Saat berbicara kepada media, Albadalejo berulang kali membanting tangannya ke meja, wajahnya meringis marah, menunjukkan rasa frustrasi yang luar biasa. Ini adalah pemandangan langka bagi seorang pelatih di V.League, terutama ketika wasit yang memimpin pertandingan adalah orang asing.
Pelatih Ninh Binh percaya bahwa keputusan wasit secara langsung memengaruhi hasil pertandingan. Ia mencontohkan insiden pada menit ke-25, ketika Dung Quang Nho menerima kartu kuning karena benturan yang menurutnya tidak terlalu serius, sementara situasi serupa yang melibatkan CAHN tidak dihukum.

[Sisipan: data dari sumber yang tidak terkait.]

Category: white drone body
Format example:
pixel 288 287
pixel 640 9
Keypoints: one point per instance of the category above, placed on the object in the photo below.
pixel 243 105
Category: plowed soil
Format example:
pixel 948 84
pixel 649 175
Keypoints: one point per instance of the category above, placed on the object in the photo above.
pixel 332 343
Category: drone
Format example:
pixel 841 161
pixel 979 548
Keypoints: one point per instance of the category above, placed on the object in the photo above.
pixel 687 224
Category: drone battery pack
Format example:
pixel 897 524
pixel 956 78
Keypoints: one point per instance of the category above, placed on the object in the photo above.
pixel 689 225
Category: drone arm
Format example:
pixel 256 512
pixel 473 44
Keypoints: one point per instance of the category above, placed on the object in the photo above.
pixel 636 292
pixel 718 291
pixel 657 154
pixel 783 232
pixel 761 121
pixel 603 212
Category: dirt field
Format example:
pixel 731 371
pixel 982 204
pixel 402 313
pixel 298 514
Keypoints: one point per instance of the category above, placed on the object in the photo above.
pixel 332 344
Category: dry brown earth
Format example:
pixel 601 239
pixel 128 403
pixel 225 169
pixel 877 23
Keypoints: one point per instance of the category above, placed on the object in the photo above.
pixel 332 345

Puncaknya terjadi pada menit ke-38, ketika kartu merah untuk mantan pemain HAGL tersebut membuat Ninh Binh berada dalam posisi yang sangat tidak menguntungkan.

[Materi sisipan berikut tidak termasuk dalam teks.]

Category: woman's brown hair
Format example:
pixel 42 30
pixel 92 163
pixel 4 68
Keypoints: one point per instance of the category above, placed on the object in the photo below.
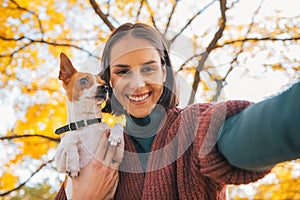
pixel 168 98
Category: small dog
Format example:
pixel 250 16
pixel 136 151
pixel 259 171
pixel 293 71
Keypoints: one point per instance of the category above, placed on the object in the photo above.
pixel 85 94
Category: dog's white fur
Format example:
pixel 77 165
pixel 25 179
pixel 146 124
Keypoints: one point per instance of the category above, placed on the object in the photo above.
pixel 77 148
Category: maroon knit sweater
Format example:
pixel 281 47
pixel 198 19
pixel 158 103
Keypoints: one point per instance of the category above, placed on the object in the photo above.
pixel 184 162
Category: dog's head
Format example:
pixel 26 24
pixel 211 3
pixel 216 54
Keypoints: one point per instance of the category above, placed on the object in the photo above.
pixel 81 87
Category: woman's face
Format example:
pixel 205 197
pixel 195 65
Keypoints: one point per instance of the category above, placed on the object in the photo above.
pixel 136 75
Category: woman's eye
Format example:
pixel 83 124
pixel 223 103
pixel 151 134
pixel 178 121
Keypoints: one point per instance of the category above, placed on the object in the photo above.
pixel 84 81
pixel 148 69
pixel 123 72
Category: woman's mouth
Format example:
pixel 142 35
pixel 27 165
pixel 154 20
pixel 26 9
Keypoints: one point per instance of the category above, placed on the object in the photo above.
pixel 138 98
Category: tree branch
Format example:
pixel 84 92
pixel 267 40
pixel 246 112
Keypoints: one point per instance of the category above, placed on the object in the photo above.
pixel 26 181
pixel 139 11
pixel 190 21
pixel 151 14
pixel 256 40
pixel 170 17
pixel 103 16
pixel 210 47
pixel 28 136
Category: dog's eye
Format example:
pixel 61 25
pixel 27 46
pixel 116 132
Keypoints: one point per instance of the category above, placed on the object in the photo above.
pixel 84 81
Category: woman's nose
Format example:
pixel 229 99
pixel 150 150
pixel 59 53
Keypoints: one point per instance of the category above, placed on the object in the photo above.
pixel 137 82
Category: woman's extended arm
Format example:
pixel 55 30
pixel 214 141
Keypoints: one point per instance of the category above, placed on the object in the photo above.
pixel 265 133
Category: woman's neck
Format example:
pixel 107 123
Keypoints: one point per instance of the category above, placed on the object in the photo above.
pixel 146 126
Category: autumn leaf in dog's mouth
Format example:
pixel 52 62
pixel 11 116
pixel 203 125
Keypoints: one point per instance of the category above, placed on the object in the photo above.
pixel 100 98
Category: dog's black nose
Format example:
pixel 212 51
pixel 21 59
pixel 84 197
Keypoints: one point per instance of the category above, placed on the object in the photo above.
pixel 102 88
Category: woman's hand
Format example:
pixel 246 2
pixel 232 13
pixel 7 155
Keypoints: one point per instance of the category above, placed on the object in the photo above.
pixel 98 179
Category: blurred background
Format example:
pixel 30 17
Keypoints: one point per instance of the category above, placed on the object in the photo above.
pixel 221 49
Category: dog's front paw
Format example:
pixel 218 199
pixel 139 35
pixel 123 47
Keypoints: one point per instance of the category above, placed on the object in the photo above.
pixel 73 173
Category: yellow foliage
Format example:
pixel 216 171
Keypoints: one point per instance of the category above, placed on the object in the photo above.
pixel 285 187
pixel 7 180
pixel 278 66
pixel 40 120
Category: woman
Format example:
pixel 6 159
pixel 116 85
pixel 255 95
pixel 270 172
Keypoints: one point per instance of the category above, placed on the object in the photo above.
pixel 190 153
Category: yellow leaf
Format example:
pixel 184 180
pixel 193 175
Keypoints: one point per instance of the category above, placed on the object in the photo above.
pixel 8 181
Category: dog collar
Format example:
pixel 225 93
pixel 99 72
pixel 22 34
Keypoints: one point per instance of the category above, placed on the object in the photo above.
pixel 76 125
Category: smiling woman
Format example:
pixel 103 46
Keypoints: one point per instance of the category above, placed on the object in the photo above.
pixel 137 76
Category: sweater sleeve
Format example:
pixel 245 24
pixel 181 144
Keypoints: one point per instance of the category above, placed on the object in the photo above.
pixel 265 133
pixel 207 157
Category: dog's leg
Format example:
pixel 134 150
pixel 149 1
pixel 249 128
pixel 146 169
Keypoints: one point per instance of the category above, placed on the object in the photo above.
pixel 72 161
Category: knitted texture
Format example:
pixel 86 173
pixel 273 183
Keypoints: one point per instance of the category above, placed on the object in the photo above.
pixel 184 162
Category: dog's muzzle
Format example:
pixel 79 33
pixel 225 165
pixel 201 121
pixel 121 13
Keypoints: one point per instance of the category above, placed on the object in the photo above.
pixel 102 92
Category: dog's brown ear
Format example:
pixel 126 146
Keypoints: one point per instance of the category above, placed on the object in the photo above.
pixel 66 68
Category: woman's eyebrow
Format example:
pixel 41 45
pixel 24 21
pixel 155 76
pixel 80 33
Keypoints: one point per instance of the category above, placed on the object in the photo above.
pixel 150 62
pixel 120 65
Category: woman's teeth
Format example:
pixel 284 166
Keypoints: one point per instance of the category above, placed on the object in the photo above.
pixel 139 98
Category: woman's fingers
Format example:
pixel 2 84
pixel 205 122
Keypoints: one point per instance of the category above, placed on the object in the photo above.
pixel 101 150
pixel 118 156
pixel 110 154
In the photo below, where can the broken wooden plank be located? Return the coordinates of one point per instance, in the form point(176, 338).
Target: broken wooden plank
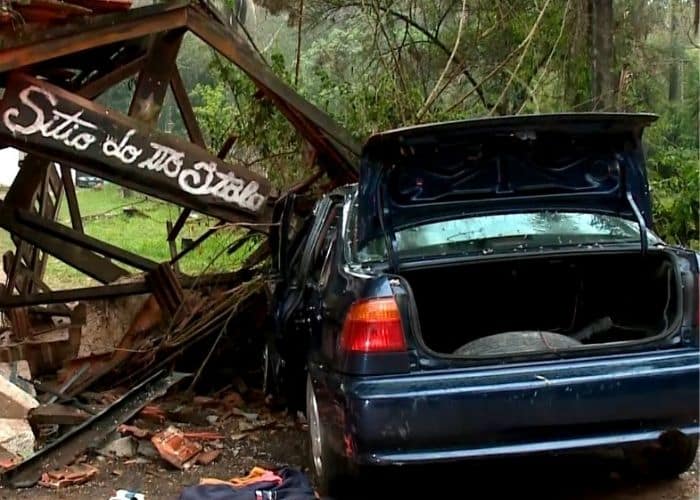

"Selamat kepada CAHN, tetapi ini bukan pertandingan yang adil. Keputusan yang dipertanyakan merusak pertandingan," kata Albadalejo, suaranya penuh frustrasi. Ia bahkan menyarankan bahwa jika tim bermain dengan jumlah pemain lengkap dan di bawah pengawasan wasit lokal, hasilnya akan sangat berbeda.

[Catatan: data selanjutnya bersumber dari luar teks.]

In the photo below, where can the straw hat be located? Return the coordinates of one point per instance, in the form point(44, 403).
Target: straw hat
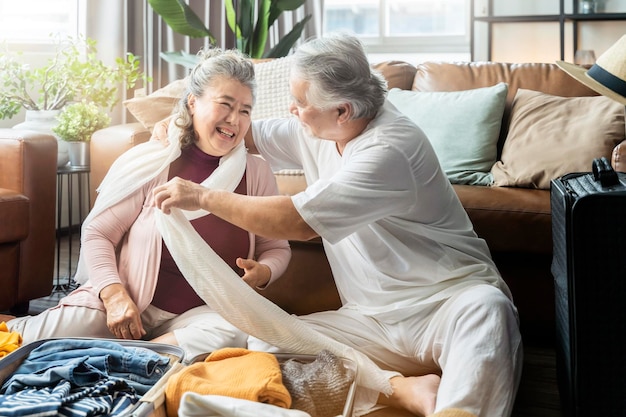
point(607, 76)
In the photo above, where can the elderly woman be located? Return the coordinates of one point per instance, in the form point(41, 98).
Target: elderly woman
point(134, 288)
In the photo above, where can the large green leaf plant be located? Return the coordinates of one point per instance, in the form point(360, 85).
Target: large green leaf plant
point(249, 20)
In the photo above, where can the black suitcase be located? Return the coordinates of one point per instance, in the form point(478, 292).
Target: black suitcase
point(589, 269)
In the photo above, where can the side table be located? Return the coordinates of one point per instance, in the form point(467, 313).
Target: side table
point(72, 176)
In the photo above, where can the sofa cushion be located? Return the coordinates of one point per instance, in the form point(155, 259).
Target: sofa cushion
point(509, 219)
point(399, 74)
point(463, 127)
point(550, 136)
point(157, 106)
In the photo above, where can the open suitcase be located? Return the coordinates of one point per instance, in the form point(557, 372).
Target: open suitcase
point(589, 269)
point(152, 403)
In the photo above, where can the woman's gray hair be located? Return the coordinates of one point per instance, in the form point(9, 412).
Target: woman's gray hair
point(214, 63)
point(338, 71)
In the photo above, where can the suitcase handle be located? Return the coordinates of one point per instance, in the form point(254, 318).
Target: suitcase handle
point(604, 172)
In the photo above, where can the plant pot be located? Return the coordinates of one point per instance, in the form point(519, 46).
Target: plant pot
point(43, 121)
point(78, 154)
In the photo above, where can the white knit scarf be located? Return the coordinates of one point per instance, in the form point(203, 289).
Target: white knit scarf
point(212, 279)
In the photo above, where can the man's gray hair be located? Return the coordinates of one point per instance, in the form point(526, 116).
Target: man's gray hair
point(337, 70)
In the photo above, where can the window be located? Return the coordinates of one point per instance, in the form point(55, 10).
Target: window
point(33, 21)
point(403, 26)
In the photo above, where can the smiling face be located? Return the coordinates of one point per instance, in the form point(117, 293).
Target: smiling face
point(221, 116)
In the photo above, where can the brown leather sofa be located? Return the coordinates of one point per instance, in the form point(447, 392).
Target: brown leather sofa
point(28, 163)
point(514, 221)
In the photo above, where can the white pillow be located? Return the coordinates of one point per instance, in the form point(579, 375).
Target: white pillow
point(462, 126)
point(273, 96)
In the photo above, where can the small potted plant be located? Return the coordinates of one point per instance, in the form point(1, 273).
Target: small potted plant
point(75, 125)
point(73, 74)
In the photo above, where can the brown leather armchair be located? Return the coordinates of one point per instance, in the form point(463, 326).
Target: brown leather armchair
point(27, 217)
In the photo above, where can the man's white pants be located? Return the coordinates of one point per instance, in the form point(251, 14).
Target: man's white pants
point(471, 339)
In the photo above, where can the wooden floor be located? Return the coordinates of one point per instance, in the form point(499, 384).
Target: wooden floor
point(537, 396)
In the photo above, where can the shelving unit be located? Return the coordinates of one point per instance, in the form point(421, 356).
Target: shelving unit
point(561, 19)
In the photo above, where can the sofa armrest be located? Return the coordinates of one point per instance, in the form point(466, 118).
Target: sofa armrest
point(618, 159)
point(28, 164)
point(107, 145)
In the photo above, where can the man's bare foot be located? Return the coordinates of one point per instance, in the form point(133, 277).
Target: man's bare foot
point(417, 394)
point(6, 317)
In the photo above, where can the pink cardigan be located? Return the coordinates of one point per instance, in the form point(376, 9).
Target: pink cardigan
point(123, 245)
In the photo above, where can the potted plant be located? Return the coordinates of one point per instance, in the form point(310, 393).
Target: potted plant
point(249, 20)
point(75, 125)
point(74, 73)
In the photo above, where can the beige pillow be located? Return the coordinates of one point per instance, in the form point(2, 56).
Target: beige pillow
point(550, 136)
point(155, 107)
point(273, 98)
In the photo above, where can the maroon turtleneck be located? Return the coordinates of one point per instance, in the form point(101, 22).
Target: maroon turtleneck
point(173, 293)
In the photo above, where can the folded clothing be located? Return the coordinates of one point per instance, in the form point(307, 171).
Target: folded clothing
point(231, 372)
point(9, 341)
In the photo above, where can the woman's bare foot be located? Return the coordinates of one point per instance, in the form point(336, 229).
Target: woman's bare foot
point(417, 394)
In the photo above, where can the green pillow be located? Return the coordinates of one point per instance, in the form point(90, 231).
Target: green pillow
point(462, 126)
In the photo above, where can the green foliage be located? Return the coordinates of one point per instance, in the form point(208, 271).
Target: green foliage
point(250, 22)
point(78, 121)
point(74, 73)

Sebaliknya, asisten pelatih Pham Thanh Luong menegaskan bahwa CAHN menghormati semua keputusan wasit dan menganggap kemenangan ini sebagai penghargaan yang pantas. Namun, ketika konferensi pers berakhir, dampak terbesar bukanlah skornya, melainkan tindakan membanting tangan di atas meja. Itu adalah momen yang memperlihatkan ketidakpuasan yang jarang terjadi dan sangat intens dari seorang pelatih di V.League.
Pada malam tanggal 1 Februari, kemenangan 3-2 mengantarkan CAHN ke puncak klasemen liga dengan 29 poin, mengakhiri rekor tak terkalahkan tim tamu selama 36 pertandingan dan mendorong lawan mereka turun ke posisi kedua.